Christine Weldon, the District Administrator for the California Department of Alcoholic Beverage Control, or ABC, says buyers can get into big trouble. "The individual who does the purchasing and furnishes it to a minor is going to be arrested, or cited."
This incident took place at a convenience store just across the street from the Fresno State Campus. We asked students on campus what they think of this law enforcement approach.
One 21 year old told us: "I think it's entrapment, if a person was going to buy alcohol for someone underage like a friend, that's one thing, but if the cops send an undercover person to go ask someone to do that, if they wouldn't normally have bought it for them I think that's entrapment, I don't think they should be doing that."

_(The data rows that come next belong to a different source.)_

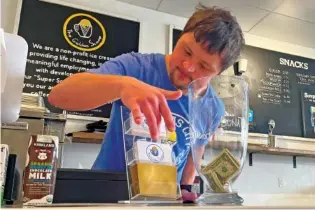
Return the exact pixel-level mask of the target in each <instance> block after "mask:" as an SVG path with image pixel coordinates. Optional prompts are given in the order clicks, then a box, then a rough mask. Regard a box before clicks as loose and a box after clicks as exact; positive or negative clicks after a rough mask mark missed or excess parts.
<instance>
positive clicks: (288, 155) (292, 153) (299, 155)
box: [247, 144, 315, 157]
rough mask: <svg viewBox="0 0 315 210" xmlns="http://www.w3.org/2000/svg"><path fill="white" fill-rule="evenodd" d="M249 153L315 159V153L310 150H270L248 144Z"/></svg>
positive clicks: (282, 149) (294, 149)
mask: <svg viewBox="0 0 315 210" xmlns="http://www.w3.org/2000/svg"><path fill="white" fill-rule="evenodd" d="M247 151H248V152H255V153H265V154H273V155H286V156H307V157H315V151H309V150H296V149H284V148H277V147H275V148H270V147H267V146H263V145H255V144H248V147H247Z"/></svg>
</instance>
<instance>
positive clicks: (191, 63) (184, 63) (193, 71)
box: [183, 61, 196, 73]
mask: <svg viewBox="0 0 315 210" xmlns="http://www.w3.org/2000/svg"><path fill="white" fill-rule="evenodd" d="M183 67H184V69H185V70H186V71H187V72H190V73H192V72H195V71H196V67H195V65H193V64H192V63H190V62H188V61H184V62H183Z"/></svg>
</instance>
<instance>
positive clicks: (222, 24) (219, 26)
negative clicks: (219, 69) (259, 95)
mask: <svg viewBox="0 0 315 210" xmlns="http://www.w3.org/2000/svg"><path fill="white" fill-rule="evenodd" d="M187 32H193V33H194V36H195V39H196V42H197V43H200V44H201V45H203V46H205V47H206V50H207V51H208V52H209V53H211V54H215V53H217V54H218V55H220V57H221V71H224V70H225V69H227V68H228V67H230V66H231V65H233V63H234V62H235V61H236V59H237V58H238V56H239V55H240V53H241V50H242V47H243V45H244V44H245V41H244V37H243V33H242V29H241V27H240V25H239V24H238V22H237V20H236V18H235V17H234V16H232V14H231V13H230V12H229V11H227V10H224V9H221V8H218V7H206V6H204V5H201V4H199V5H198V6H197V7H196V12H195V13H194V14H193V15H192V16H191V17H190V18H189V20H188V22H187V23H186V26H185V28H184V31H183V33H182V34H184V33H187ZM208 43H209V44H208Z"/></svg>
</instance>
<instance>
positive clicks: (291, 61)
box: [243, 46, 315, 137]
mask: <svg viewBox="0 0 315 210" xmlns="http://www.w3.org/2000/svg"><path fill="white" fill-rule="evenodd" d="M243 57H244V58H246V59H247V60H248V66H247V71H246V73H245V74H243V76H244V77H245V79H246V80H247V82H248V84H249V90H250V96H249V104H250V110H252V114H253V117H252V119H253V121H252V122H251V126H250V132H258V133H267V132H268V121H269V120H271V119H273V120H274V121H275V122H276V126H275V129H274V131H273V133H274V134H276V135H287V136H298V137H303V136H304V133H303V119H302V107H301V91H302V90H307V89H310V88H312V87H313V88H314V87H315V60H312V59H308V58H304V57H299V56H294V55H289V54H285V53H280V52H275V51H271V50H266V49H261V48H256V47H251V46H246V47H245V48H244V51H243ZM305 137H306V136H305Z"/></svg>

But some thought it was a good idea to keep alcohol away from those who are underage. "It's 21 for a reason you're a little bit more mature and you understand the consequences that can happen."

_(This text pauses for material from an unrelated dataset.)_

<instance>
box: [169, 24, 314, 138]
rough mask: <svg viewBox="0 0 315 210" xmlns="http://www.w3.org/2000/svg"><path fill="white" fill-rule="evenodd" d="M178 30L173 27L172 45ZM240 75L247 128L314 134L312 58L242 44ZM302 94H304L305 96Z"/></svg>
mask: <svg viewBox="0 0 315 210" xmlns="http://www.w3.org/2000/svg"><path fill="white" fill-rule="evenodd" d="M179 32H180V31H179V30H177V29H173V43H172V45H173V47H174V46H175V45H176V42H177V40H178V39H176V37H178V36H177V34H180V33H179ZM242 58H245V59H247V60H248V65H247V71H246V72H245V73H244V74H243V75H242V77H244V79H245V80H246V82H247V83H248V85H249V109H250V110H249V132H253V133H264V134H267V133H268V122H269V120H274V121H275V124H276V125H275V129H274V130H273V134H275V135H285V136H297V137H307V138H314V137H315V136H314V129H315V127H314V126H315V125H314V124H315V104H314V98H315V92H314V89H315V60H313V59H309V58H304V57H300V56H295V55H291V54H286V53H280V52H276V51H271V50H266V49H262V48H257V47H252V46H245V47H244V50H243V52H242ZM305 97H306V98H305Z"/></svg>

Most we spoke with said getting alcohol was easy enough without approaching strangers. A 20 year old woman told us: "Probably through friends. Most likely, or older siblings, someone that they know who is older."
Another 18 year old said the easiest way to get alcohol is, "Through friends, through family, it's not too hard to get it."
Another student added: "Fake ID's is the biggest way."
But strangers do play a role. At another convenience store down the street two young ladies were cited after agreeing to buy beer.
Everybody caught in this operation was given a citation and released. They will have to pay a fine of up to a thousand dollars.
The goal of Operation Shoulder Tap is to discourage underage drinking. State figures show about 80 teenagers die in drunk driving accidents every year, nearly two thousand are injured.